Elementary & Secondary Education:

  • Access to more rigorous coursework and helping parents understand the college application process are two strategies recommended in The Hechinger Report for helping Hispanic students and their families narrow the achievement gap.

  • The Washington Post discusses the underrepresentation of minority students in gifted programs offered by Montgomery County Public Schools in Maryland. Without sacrificing standards or expectations, improved outreach and recruitment could help the “many minority, low-income or non-English-speaking families [who] lacked information or were confused or intimidated by the application process.”


Higher Education:

  • School districts may track graduation and college admission rates, but now only a few metropolitan districts have begun looking at their graduates’ summer melt, two-year retention, and completion.

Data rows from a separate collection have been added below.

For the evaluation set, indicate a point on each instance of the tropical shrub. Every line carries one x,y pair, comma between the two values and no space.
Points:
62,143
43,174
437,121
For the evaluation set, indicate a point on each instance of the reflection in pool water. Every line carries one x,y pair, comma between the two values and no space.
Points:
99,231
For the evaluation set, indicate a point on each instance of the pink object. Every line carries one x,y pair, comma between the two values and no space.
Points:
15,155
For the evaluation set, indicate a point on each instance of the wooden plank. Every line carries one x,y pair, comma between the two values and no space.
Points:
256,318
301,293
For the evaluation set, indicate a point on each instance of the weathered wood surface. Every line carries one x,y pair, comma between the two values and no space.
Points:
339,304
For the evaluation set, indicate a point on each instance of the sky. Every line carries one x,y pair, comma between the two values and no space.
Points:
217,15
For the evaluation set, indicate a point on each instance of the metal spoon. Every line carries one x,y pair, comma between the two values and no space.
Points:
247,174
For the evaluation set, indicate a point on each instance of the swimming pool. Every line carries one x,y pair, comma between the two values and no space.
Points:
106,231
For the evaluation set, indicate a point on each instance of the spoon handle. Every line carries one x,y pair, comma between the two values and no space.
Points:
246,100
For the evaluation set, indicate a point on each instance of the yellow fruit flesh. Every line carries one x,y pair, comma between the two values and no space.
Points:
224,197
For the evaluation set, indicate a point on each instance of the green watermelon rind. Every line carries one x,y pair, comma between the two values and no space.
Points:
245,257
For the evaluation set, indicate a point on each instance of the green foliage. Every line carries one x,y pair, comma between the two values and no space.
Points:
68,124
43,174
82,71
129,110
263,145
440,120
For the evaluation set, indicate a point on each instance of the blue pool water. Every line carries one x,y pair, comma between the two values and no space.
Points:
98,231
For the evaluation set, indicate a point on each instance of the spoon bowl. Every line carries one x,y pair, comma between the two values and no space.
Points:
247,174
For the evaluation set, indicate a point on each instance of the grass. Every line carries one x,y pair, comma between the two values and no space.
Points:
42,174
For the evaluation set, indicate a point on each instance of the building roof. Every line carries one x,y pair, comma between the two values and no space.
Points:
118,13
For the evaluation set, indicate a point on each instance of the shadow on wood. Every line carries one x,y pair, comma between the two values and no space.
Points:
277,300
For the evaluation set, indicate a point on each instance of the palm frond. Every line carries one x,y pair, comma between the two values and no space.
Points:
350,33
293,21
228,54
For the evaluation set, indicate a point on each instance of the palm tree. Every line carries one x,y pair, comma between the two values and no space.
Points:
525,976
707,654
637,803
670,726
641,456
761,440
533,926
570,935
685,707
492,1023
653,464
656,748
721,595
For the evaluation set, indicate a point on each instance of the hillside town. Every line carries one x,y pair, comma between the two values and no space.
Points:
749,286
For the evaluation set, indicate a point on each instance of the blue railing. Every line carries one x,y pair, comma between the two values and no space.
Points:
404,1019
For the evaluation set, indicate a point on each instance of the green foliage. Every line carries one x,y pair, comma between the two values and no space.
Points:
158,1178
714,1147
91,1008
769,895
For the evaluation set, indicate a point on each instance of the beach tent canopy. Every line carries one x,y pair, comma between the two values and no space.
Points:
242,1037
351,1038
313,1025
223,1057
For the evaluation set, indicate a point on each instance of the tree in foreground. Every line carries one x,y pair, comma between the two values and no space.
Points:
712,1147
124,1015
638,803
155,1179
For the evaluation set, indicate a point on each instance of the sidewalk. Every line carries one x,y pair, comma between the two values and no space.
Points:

U.S. News & World Report describes how the District of Columbia Public Schools has become a leader in data collection, which it uses to advise current students and their families on college choice.

  • Another solution for summer melt is known as “nudging.” Nonprofit Quarterly describes how Ben Castleman, a Cooke Scholar and assistant professor of education and public policy at the University of Virginia, “focuses his research on using text messages to simplify information and help students make decisions.”

  • “College costs are out of control,” reads a headline from CNBC. Several education experts weigh in on the contributing factors, such as state disinvestment in public institutions, and the article notes that “lowest-income students are the hardest hit.”

  • “Only about 9 percent of those from the lowest quartile of wealth complete college degrees, whereas about three-quarters from the top quartile do,” says Inside Higher Ed in coverage of college and class divisions.

  • A new report from Demos on the “Rule of 10” is summarized in Diverse: Issues in Higher Education. The report envisions a system “in which the net cost of college should equate 10 percent of a family’s discretionary income over 10 years, coupled with 10 hours of work per year throughout the duration of a student’s time in college.”


Cooke Foundation Highlights:

  • GoodCall summarizes our recent issue brief that provides colleges with strategies to better recruit talented, low-income students.

  • Cooke Scholar Jossalyn Jensen received a 2010 Cooke Young Artist Award and went on to complete her master’s program at the Juilliard School with a Graduate Arts Scholarship. Now, reports the Deseret News, Jossalyn is off to attend the Conservatoire de Paris on a Fulbright scholarship.

  • The Berkshire Eagle highlights Cooke Young Scholar Johannes Nightingale’s recent hands-on experiments at Berkshire Community College’s Summer STEM Academy.